SieveTables

This post starts by explaining what are Rust traits, and how they are implemented. Feel free to skip to issue description if you are familiar with the Rust language. Or you can even skip to proposed solution if you are also familiar with the issue being discussed here.

Lately, I’ve been looking at some Rust. In that context, I got nerd-snipped by an interesting language-design issue: rust-lang#2035.
I tried to propose a solution. I don’t think I have seen yet in other languages. I dubbed it sievetables.

Code is on GitHub (this are benchmarks, not production-quality).

Intro to Rust traits #

Rust has “traits” which for the purpose of the discussion can be thought of as C++ pure virtual classes, or Java interfaces ( more details).

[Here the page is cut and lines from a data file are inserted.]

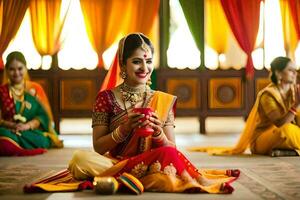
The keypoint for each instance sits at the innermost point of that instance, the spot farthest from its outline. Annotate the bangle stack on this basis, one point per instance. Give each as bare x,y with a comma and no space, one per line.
293,110
118,136
159,138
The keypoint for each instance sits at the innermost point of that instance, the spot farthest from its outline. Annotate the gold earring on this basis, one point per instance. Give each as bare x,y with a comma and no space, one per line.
123,75
279,81
149,82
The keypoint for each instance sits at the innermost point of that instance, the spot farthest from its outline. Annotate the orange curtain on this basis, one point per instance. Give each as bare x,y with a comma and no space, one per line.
46,25
12,13
217,27
295,12
142,16
289,31
243,18
104,21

// This snippet defines three traits: First, Middle and Last.
trait First { fn first_name(&self) -> String; }
trait Middle { fn middle_name(&self) -> String; }
trait Last { fn last_name(&self) -> String; }
// Now we can define a person holding the names.
struct Person {
    first: String, middle: String, last: String
}
// And finally, implement the interface.
impl First for Person { /*···*/ }
impl Middle for Person { /*···*/ }
impl Last for Person { /*···*/ }

A Rust function can specify its argument’s types to be traits. It can then accept any compatible object:

fn last_uppercase(x: &dyn Last) -> String {
    x.last_name().to_uppercase()
}

We must use the dyn keyword to tell Rust to generate a single function that can take multiple types. & means the function is taking a reference (like a pointer, but safer as it is guaranteed to outlive the function).

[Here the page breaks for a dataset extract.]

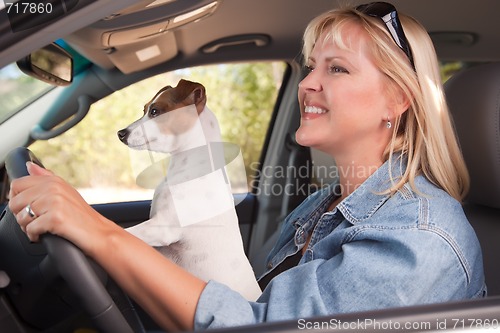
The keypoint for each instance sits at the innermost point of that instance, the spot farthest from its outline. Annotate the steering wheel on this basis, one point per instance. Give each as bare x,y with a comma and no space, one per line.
62,259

So far so good. We can call for example:

let alice = Person{ /*···*/ };
last_uppercase(&alice);

Under the hood, our &alice is really a pointer. That pointer is called a “fat pointer” because it is larger than a normal pointer. It contains:

The address of the object (64 bit on x86-64, but 32 bits in the example).
The address of the vtable (likewise).

C++ in comparison repeats the vtable pointers at the beginning of each object, which is less memory-efficient but does simplify interoperability¹.

What’s rust-lang#2035 about? #

Now , we’d like to do this:

fn full_name(x: &dyn First+Last+Middle) -> String {
    format("{} {}", first_two_names(x), x.last_name())
}
fn first_two_names(x: &dyn First+Middle) -> String {
    format("{} {}", x.first_name(), x.middle_name())
}
full_name(&alice);

First full_name needs x to be a pointer that has the methods of all traits. Then it needs to somehow change x to have fewer traits, in order to call first_two_names.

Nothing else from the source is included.